Using quantitative risk analysis has a number of benefits, including:

  • Providing a means of analyzing the combined effect of risks together on objectives, rather than treating each risk separately and individually.
  • Describing risks quantitatively, using numbers or ranges for probability and impacts, instead of ambiguous descriptive terms such as High or Low.
  • Offering consistency in analysis, since the operation and output of a simulation model is independent of the person running the analysis, and is not subject to their subjective preconceptions and bias.
  • Allowing exploration of a range of options for addressing risk, through the ability to flex the model to analyze different scenarios and alternatives to the base case.
  • Reflecting a degree of complexity that exceeds what can be understood by a single person or held in their memory, allowing development of a sophisticated model of reality which can accurately predict outcomes.
  • Presenting targets realistically, as a range of possible outcomes rather than as a single point.

There are also however shortcomings in using quantitative risk analysis, including:

  • The need to use software tools.
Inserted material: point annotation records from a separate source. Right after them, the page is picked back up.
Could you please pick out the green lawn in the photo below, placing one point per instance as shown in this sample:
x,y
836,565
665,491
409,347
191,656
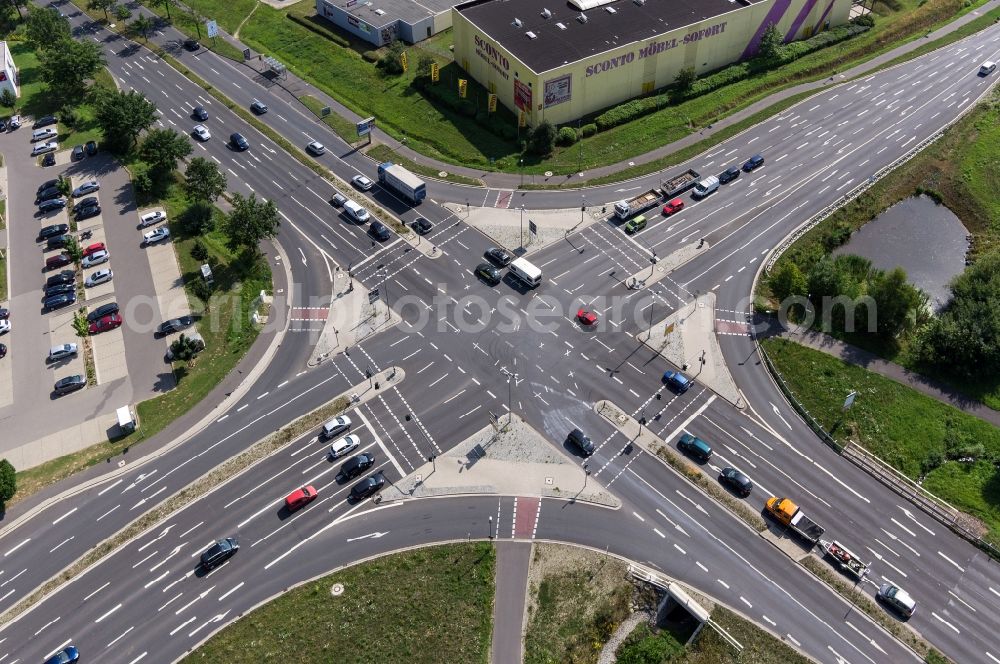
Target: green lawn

These may have good functionality and capability to support detailed analysis of risk, but they are an additional cost to the project, are likely to require staff training if they are to be used effectively, and require integration with other project tools.
  • Analytical outputs need careful interpretation, which may need some understanding of statistical principles to avoid misinterpretation.
  • Results have spurious precision, since computer-based tools naturally produce outputs to many decimal places, suggesting a degree of precision which is unlikely to be justified by the input data.
  • A related danger is spurious credibility, giving too much credence to model outputs without applying sufficient critical thought or judgment to the results.
  • The use of specialized tools can result in dependence on an “expert” to run the analysis, performing tasks that are not understood by the team, leading to a degree of separation and loss of ownership.

The existence of both strengths and weaknesses in quantitative risk analysis mean that care should be exercised when implementing this phase of the risk process.